Perhaps the most conspicuous, and romanticized, element of the Warrior Ethos in the popular imagination of "leave no man behind." Carter’s persistence and selflessness would earn him the Medal of Honor; at the presentation ceremony, President Obama described Carter’s actions as "the story... of what our troops do for each other," explaining that "he displayed the essence of true heroism— "not the urge to surpass all others at whatever cost, but the urge to serve others at whatever cost."

"I will never leave a fallen comrade" expresses two truisms that make soldiers more effective in combat: one, they have received training aligned to social cohesion that helps them enact it, and two, they are imbued with the trust that makes the enactment natural. Both phenomena are evident on the battlefield in cases like Carter rescuing Mace and in the anecdote that began this paper.

Mission Statements serve to focus purpose and create organizational unanimity of goals. In this way, they help an organization allocate resources to for “translating organizational objectives into a work structure so that time, cost and performance parameters can be assessed and controlled.” . In the Army, soldiers are systematically trained to leave nobody behind. While the ethos of rescuing fallen soldiers is not new, its inclusion in a written mission statement as the ultimate line of the Warrior Ethos has encouraged the Army to explicitly incorporate it into large programs, such as Combat Life Saver, begun in 2007.

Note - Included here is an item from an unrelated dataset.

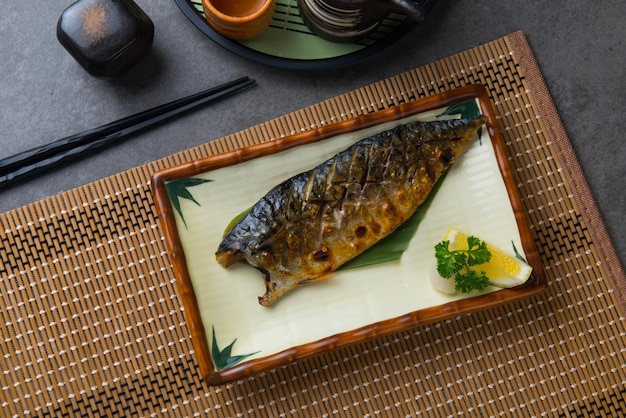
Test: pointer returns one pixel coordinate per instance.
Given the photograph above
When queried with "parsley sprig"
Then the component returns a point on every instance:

Perhaps a more elemental dimension of the leave nobody behind ethos is the trust that it instills in soldiers. Sociologists refer to trust in military action as social or unit cohesion, and its power is well documented. Interestingly, trust comes from drill—time spent on organizational action—by unit members acting together. Perhaps counter intuitively, then, drill and rehearsal don’t have as primary benefits preparation for a particular course of action, but to instill trust. Wong, et al., found that soldiers feel empowered to do their jobs when they believe that their team mates support them and will keep them safe.

Trust on the battlefield runs deep, as evident from Romesha’s emotional recollection of his own decision during the Battle of COP Keating. In an interview with Romesha on the eve of the Soldier’s Medal of Honor ceremony, Tapper asked about the importance of the Warrior Ethos:
"Tell me why it’s so important to you that the enemy not get their hands on a dead American soldier. Why does that thought bother you so much?"
Romesha: "Cause they’re ours. I mean, to give closure to the family, you know to have their son one more time. We’re not going to leave someone behind. Never gonna do it."
Perhaps this sentiment precedes action, to some degree, but it is justified and intensified after action. Carter didn’t have any particular fondness for Mace, but said in hindsight that he had to risk his life to save his team mate because they were both soldiers.

It was the ethos in action.


The above was adapted from a paper I submitted in a doctoral seminar in organizational communication. The paper was titled, "More than Mere Words: Enacting the Warrior Ethos in Combat."

Quotes from the Soldiers are taken from The Outpost: An Untold Story of American Valor by the eminent Jake Tapper. References to enactment, sensemaking, and other social psychology ideas are mainly from the various works of Karl E. Weick.